마지막으로, 우리는 여러 종류의 노드와 엣지를 가지는 이종그래프에 대한 대조 학습 모델을 제안한다. 우리는 기존의 방법들이 학습하기 이전에 충분한 도메인 지식을 사용하여 설계한 메타패스나 메타그래프에 의존한다는 단점과 많은 이종그래프의 엣지가 다른 노드 종류사이의 관계에 집중하고 있다는 점을 주목하였다. 이를 통해 우리는 사전과정이 필요없으며 다른 종류 사이의 관계에 더하여 같은 종류 사이의 관계도 동시에 효율적으로 학습하게 하는 메타노드라는 개념을 제안하였다. 또한 메타노드를 기반으로하는 그래프 신경망과 대조 학습 모델을 제안하였다. 우리는 제안한 모델을 메타패스를 사용하는 이종그래프 학습 모델과 노드 클러스터링 등의 실험 성능으로 비교해보았을 때, 비등하거나 높은 성능을 보였음을 확인하였다.
The goal of unsupervised graph representation learning is extracting useful node-wise or graph-wise vector representation that is aware of the intrinsic structures of the graph and its attributes. These days, designing methodology of unsupervised graph representation learning based on graph neural networks has growing attention due to their powerful representation ability. Many methods are focused on a homogeneous graph that is a network with a single type of node and a single type of edge. However, as many types of relationships exist in this world, graphs can also be classified into various types by structural and semantic properties. For this reason, to learn useful representations from graphs, the unsupervised learning framework must consider the characteristics of the input graph. In this dissertation, we focus on designing unsupervised learning models using graph neural networks for three graph structures that are widely available: homogeneous graphs, tree-like graphs, and heterogeneous graphs.
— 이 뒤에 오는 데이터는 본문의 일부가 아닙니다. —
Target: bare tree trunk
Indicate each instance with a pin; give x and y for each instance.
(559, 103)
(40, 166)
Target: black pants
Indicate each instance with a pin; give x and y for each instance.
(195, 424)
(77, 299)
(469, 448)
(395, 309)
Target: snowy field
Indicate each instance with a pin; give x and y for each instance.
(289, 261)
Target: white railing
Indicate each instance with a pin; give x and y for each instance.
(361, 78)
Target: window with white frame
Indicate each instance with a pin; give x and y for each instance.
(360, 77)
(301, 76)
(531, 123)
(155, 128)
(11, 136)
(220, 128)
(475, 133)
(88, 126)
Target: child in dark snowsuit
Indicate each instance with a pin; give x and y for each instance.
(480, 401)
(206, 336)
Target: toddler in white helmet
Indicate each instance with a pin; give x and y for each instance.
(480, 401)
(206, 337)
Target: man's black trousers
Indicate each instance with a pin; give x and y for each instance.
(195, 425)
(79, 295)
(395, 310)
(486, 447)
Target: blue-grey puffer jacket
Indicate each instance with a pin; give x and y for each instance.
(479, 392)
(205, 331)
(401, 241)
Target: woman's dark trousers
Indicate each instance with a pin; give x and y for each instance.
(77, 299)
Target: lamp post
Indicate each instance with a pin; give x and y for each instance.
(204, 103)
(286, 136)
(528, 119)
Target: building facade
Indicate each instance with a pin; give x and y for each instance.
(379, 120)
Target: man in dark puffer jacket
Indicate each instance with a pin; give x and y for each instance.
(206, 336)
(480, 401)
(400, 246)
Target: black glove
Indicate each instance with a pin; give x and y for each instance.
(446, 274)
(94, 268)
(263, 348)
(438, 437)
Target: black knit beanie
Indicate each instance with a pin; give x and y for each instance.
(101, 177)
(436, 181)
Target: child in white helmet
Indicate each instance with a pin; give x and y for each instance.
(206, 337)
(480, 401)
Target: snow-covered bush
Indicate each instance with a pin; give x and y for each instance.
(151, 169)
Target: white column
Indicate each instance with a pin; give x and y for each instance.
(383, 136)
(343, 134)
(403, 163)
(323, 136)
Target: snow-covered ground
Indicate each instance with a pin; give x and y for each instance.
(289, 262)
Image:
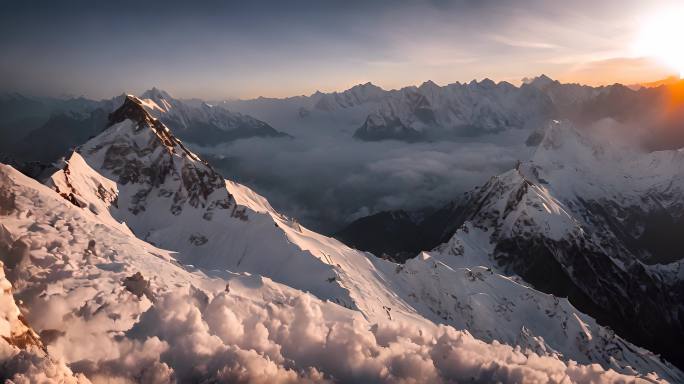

First, we propose a symmetric graph convolutional autoencoder which produces a low-dimensional latent representation from a homogeneous graph. In contrast to the existing graph autoencoders with asymmetric decoder parts, the proposed autoencoder has a newly designed decoder which builds a completely symmetric autoencoder form. For the reconstruction of node features, the decoder is designed based on Laplacian sharpening as the counterpart of Laplacian smoothing of the encoder, which allows utilizing the graph structure in the whole processes of the proposed autoencoder architecture. In order to prevent the numerical instability of the network caused by the Laplacian sharpening introduction, we further propose a new numerically stable form of the Laplacian sharpening by incorporating the signed graphs. The experimental results of clustering, link prediction and visualization tasks on homogeneous graphs strongly support that the proposed model is stable and outperforms various state-of-the-art algorithms.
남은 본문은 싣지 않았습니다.